Anunoby erupts, Brunson orchestrates a championship performance
The defining sequence of the night came in the third quarter when O.G. Anunoby connected on back-to-back threes, pushing the Knicks ahead by double digits for the first time. Anunoby finished with a game-high 28 points on 10-of-17 shooting, adding 9 rebounds — a complete two-way performance that the Spurs simply had no answer for. Brunson chipped in 25 points and 8 assists, while Karl-Anthony Towns quietly posted a 16-point, 11-rebound double-double to give New York a dominant frontcourt presence of its own.
For the Spurs, Luke Kornet was the lone bright spot from the bench, shooting an efficient 7-of-9 for 14 points, finishing as the only San Antonio rotation player with a positive plus-minus on the evening at +7.

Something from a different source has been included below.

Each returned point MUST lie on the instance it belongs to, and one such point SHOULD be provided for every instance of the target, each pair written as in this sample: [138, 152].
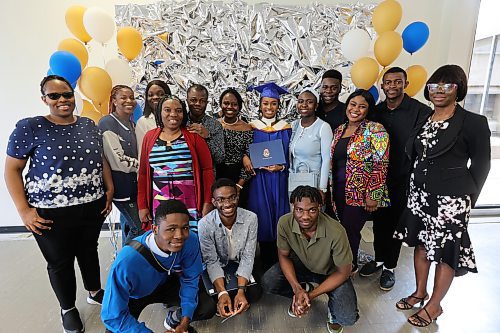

Victor Wembanyama’s 18-point night in limited time
The pivot des Spurs delivered flashes of brilliance — a mid-range pull-up, two rim-protecting blocks, and a pair of threes — but his 7-of-17 shooting and a brutal -18 plus-minus underscored how little traction San Antonio gained when he was on the floor. His minute restriction in a championship context will fuel debate heading into the week.
- Victor Wembanyama : 18 pts, 6 reb, 1 ast, 1 stl, 2 blk, 7/17 FG — 25 min
- Dylan Harper : 21 pts, 7 reb, 5/7 from three — 28 min
- De’Aaron Fox : 16 pts, 9 ast — 32 min
- Stephon Castle : 15 pts, 12 ast, 7 reb — 35 min
Castle, Fox, and a Spurs squad still building toward something bigger
Despite the defeat, this NBA Cup run revealed genuine depth in San Antonio’s roster. Stephon Castle’s 12-assist, 15-point line and De’Aaron Fox’s 9 assists demonstrated that the Spurs’ supporting cast has grown around their franchise cornerstone. The pairing of Fox and the phénomène français at the top of the roster looks increasingly formidable as the season progresses.
San Antonio now returns to the regular season grind with a 124-113 Cup final loss on the ledger but plenty of momentum to carry forward. The Spurs’ next assignment will be a chance to prove that this group — young, dynamic, and growing — can convert near-misses into victories when it matters most.